There are two types of positioners for automatic arc welding. One type indexes an assembly to a programmed welding position. The other type is incorporated into the welding system to provide an additional motion axis. A positioner can provide continuous motion of the assembly while the machine is welding, to improve cycle time. Positioners can have fully coordinated motion for positioning a weld joint in the flat position in a robot cell.
Control Interfaces- An automatic arc welding system requires control interfaces for component equipment. Two types of interfaces are usually provided: contact closures and analog interfaces.
Welding Process Equipment- Welding power sources and welding wire feeders are controlled with both electrical contact closure and analog interfaces. Contact closures are used to turn equipment on and off. Analog interfaces are used to set output levels.
Fixtures and Positioners- Fixtures for automatic welding are often automated with hydraulic or pneumatic clamping devices. The welding machine often controls the operation of the clamps. Clamps can be opened to permit gun or torch access to the weld joint. Most clamping systems and positioner movements are activated by electrical contact closures.
Offline Programming and Interfacing with Computer Aided Design. The process of “teaching” the robot can be time consuming, utilizing productive robot time. If the need of only a few parts is forecast, robotic welding may not be economical. However, off-line programming using computer-aided design (CAD) systems can be used to program the sequence of motions of the robot and the positioner. Graphic animation programs help to visualize and debug the motion sequence. The CAD model cannot always duplicate the actual conditions at the actual welding station. It is often necessary to edit any motion program generated off line.
Each assembly to be welded requires an investment in programming. Programming costs vary widely depending on the welding system being used, the experience of the programmers, and the complexity of the welding process.

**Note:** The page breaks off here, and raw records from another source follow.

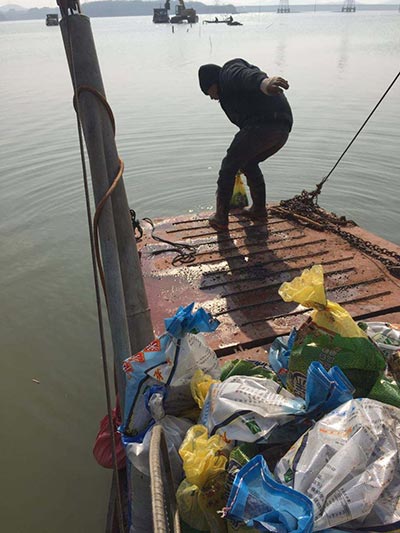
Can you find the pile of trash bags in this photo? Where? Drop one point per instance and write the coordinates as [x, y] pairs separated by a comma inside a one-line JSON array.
[[309, 441]]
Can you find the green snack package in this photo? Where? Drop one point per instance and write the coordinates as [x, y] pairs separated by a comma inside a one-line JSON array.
[[243, 367], [385, 391], [239, 196], [357, 357]]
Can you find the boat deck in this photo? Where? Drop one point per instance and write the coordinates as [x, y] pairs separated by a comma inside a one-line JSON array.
[[236, 276]]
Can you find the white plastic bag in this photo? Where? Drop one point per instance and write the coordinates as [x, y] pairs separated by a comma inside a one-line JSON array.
[[348, 465], [174, 430], [248, 408]]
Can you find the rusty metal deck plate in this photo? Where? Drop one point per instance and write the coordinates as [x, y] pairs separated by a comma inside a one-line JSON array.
[[236, 276]]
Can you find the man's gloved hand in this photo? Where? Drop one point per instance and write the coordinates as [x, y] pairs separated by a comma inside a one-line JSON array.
[[274, 85]]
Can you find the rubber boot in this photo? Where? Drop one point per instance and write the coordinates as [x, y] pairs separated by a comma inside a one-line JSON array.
[[258, 210], [220, 219]]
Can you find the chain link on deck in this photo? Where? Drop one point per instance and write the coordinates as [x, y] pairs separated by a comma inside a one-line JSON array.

Investment in programrning must be taken into account when determining the economics of automatic welding. Once an investment is madefor a specific weldment the program can be stored for future use.
Safety- The operator of a robotic system can easily avoid close proximity to jagged edges of parts, weld metal expulsion, and other welding hazards. However, the movement of the robot arm creates a dangerous environment. Workers in the area must be prevented from entering the working envelope of the robot. Protective fences, power interlocks and detection devices should be installed to assure worker safety.